Lab 3: Regression - OLD
Objectives
By the end of this tutorial you should be able to complete the following tasks in Stata:
Estimate a simple (two-variable) linear regression in levels
Identify $\hat{\beta_0}$, $\hat{\beta_1}$ standard errors, $SST$, $SSE$, $SSR$, and $R^2$ in Stata output and interpret them
Create scatter plots
Estimate a multivariate linear regression
Key commands
| command | description |
|---|---|
regress var1 var2... | Estimate a regression, with |
var1 as the dependent variable and all others as the independent | |
| variable(s) | |
correlate var1 var2 ... | Calculate correlation coefficients of all listed variables. |
graph twoway scatter var1 var2 | make a scatter plot with var1 on the y-axis and var2 on the x-axis. |
predict newvar, xb | Use estimated regression coefficients to predict $\widehat{y}$. It will generate newvar, where $\widehat{newvar_i} = \widehat{y_i} = \widehat{\beta_0} + \widehat{\beta_1}x_i$ |
predict newvar, residuals | Use estimated regression coefficients to predict residuals. It will generate newvar, where $\widehat{newvar_i} = u_i = y_i - \widehat{\beta_0} + \widehat{\beta_1}x_i$ |
Lab 3 Worksheet
Today we’re going to work with a different data set,
ceosal2_clean.dta, which contains information on CEO pay and some
characteristics of the CEOs and their firms. It is an old data set
Start a new do-file. Within the do-file, add the commands to begin a new log and close it. Remember to put your commands in between these two lines of code!
Open
ceosal2_clean.dta. What is mean CEO salary? What is mean CEO compensation?Write out a population model to determine the relationship between CEO tenure and salary. Which is your dependent variable? Which is your independent variable?

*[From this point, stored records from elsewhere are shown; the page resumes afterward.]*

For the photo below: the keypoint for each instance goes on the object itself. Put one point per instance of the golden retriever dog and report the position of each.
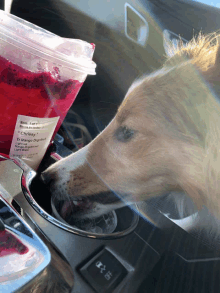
(165, 137)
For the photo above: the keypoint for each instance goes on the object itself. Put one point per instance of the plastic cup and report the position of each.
(40, 76)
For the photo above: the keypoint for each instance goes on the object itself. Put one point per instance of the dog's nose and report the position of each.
(47, 178)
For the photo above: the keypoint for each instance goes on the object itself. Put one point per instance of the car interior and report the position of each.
(165, 250)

Make a scatter plot of the relationship between CEO tenure and compensation (Include this in your submitted problem set). Report the associated correlation coefficient.
Estimate the relationship between $X$ and $Y$ using simple linear regression. Write the estimated equation and fill in the chart below with your estimates.
| Variable | Estimate | Variable | Estimate |
|---|---|---|---|
| $\hat{\beta_0}$ | $\hat{\beta_1}$ | ||
| $R^2$ | $TSS$ | ||
| $ESS$ | $SSR$ | ||
| d.f. | $SER$ |
Generate a new variable,
predict_salequal to the predicted salary. Generate a second variable,resid_salequal to the residual.What is the mean of each variable? How does the mean predicted salary compare to mean salary overall in your sample?
Predict salary for the largest firm (by market value) in your sample. What is its residual?
When we estimate a linear regression with no coefficients, sometimes we’ll say we are “regressing on a constant.” Regress CEO salary only on a constant. What is $\hat{\beta_0}$, and how does it compare to overall mean salary? Why might these be so close?\
For our estimates of $\beta_0$ and $\beta_1$ to be unbiased, it must be the case that $E[u_i|x] = 0$ (among other assumptions). What possible factors might make the relationship between salary and tenure biased?
One way to address the potential bias of omitted factors is to include them in your regression. Estimate your previous regression from question 3, but also include sales and market value in your model.
Population model:
Estimated results (equation form):
Comparing your results with your earlier model, was your first estimate of $\hat{\beta_1}$ likely to be biased? Explain.